Fill plot holes, build irresistible worlds, and avoid "word salad"through the meticulous accumulation of detail.
Has anyone ever told you that “there’s a lot going on in your story”? And did your heart sink when you realized they really meant, “There’s too much going on in your story”?
I’ve been there. I totally get the impulse to kitchen-sink a plot. I’m still trying to define the contours of my story, still trying to figure out what the heck it’s about. And it feels good to add elements to the storyline when you tire of the ones that are already there.
But when there’s too much unrelated stuff going on, the reader doesn’t know where to look or what to focus on; the details are disparate and the cast of characters biblical in size. Every new idea that’s introduced—only to be forgotten for the duration of the story—doesn’t add to the plot, increase emotional heat, or create intrigue. It only causes confusion and frustration in the reader.
Let’s say your writing practice is a picnic, and your story is inside a picnic basket. While preparing your lunch, you look inside your basket and see a beautiful loaf of bread, some prosciutto, and parmesan cheese. To complete the meal, would you grab matches, anchovies, and dish soap? Or, would you carefully select olive oil, balsamic and arugula? Sorry for the bougie example, but you get my drift: You want to select details that complete your story sandwich, rather than stuff your basket full of disparate items that, while perhaps adding some excitement in the moment, don’t complete the meal.

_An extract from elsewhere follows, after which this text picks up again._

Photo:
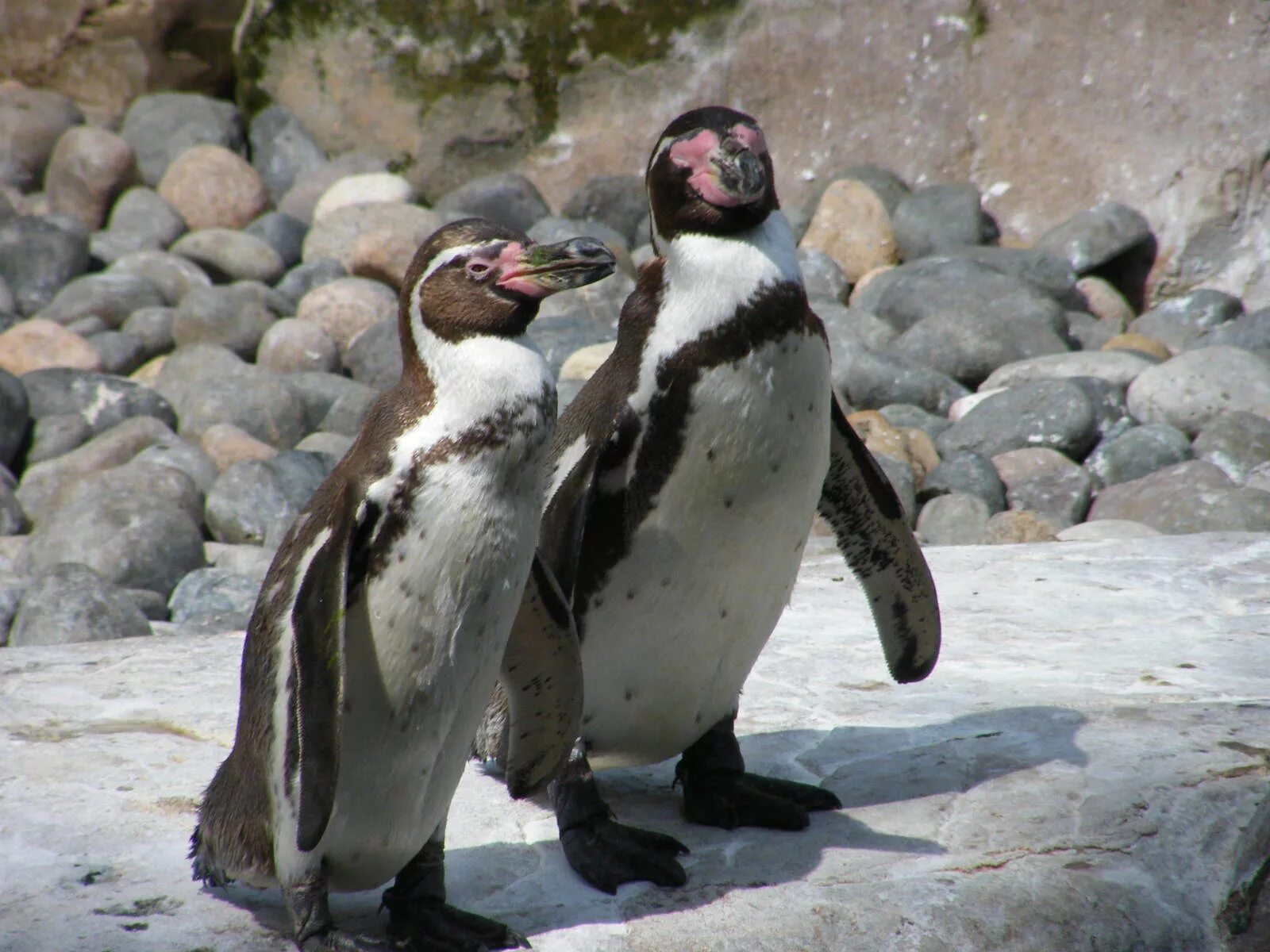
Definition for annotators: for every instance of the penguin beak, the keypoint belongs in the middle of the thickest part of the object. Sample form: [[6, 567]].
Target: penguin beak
[[544, 270]]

Pick and choose your ingredients by carefully accumulating detail rather than foraging for it willy-nilly. Doing so from page one, draft one, guarantees a more cohesive story, as well as fewer rewrites. A win-win! The only thing that suffers is that panicky feeling you get when you hit a wall and don’t know what else to write about, and we don’t want to feed that beast, anyway. You’ve got to work through it—practically, logically, and calmly.
Pick and choose your ingredients by carefully
accumulating detail rather than foraging for it willy-nilly.
Example One: Word Salad
A crash from the neighbor’s yard startled Zach into action. He picked up a giant rock and tiptoed toward the fence. Leaning down to peer between the slats, he saw the house, a Victorian affair right out of a gothic romance—complete with turrets, a heather-strewn garden, and a brass mail slot overflowing with letters. In the yard, Mrs. Grady was playing with her dog Dooly, with a cup of tea in one hand and a slobbery tennis ball in the other. Zach stood to his full height and called out to her. She gave him a bright smile and waved him over. Mr. Grady, her old bastard of a husband, appeared on the front porch scowling and polishing his handgun. Through the front door, Zach spotted the couple’s teenage granddaughters: Mazy and Allison, fraternal twins, one blessed with good looks and the other with the face of a bulldog. Zach considered asking Mazy to go with him to the local diner, but decided against it. She’d insist on bringing Allison, and he just couldn’t stomach such an ungodly threesome right now.
Example Two: Word Picnic
A crash from the neighbor’s yard startled Zach into action. He picked up a giant rock and tiptoed toward the fence. Leaning in to peer between the slats, he saw that the house—a 1920s arts and crafts affair—was in complete disarray, and Mrs. Grady was standing on the front porch staring blankly up at the sky. A pot of fuchsia lay shattered at her feet and, curiously, playing cards were strewn all over the lawn. Zach knew Mrs. Grady enjoyed gin-rummy, and was known to force her husband into a game now and then. But where the hell was he now? The rock felt rough and heavy in Zach's hand. I’ll hold onto it for the time being, he thought, at least until I get eyes on that old bastard.
While it’s tough to illustrate a lack of story accumulation in a short paragraph (although this problem does have a sentence-level cousin called “overwriting”), these examples demonstrate that a story can provide great relief when it remembers its core details. While the Word Salad version has lots of plot potential, there is simply too much going on.
In contrast, the Word Picnic example has a stronger sense of place, establishes character, and can actually create more tension by building on what’s already there. The writer took care not to forget about the rock in Zach’s hand, nor the fact that he’s investigating a strange crash from next door. As the writer continues, she’ll also likely give us more of Mr. Grady, who’s been introduced as a shady character who may or may not prove to be the cause of said crash, and a malevolent force in the larger arc of the story.
The Word Picnic example has a stronger sense of place, establishes character,and can actually create more tension
by building on what's already there.
As you draft, especially if you’re a pantster, think about revisiting ideas you’ve already committed to the page. The great news is that the accumulation of related details can still be a creative endeavor, arguably working the brain much harder than random ideation. Imagine drawing a rough perimeter around your writing play yard. Once you’ve drawn that perimeter, there’s still a ton of room to play. You can still think “outside the box” while remaining inside the circle of the story. In my opinion, locating related details and finding the path between linked ideas is way more fun than throwing arbitrary ideas at the wall.
But the best reason for building a delicious word picnic is a matter of practicality: Whatever you half-ass today, you’ll end up paying for tomorrow.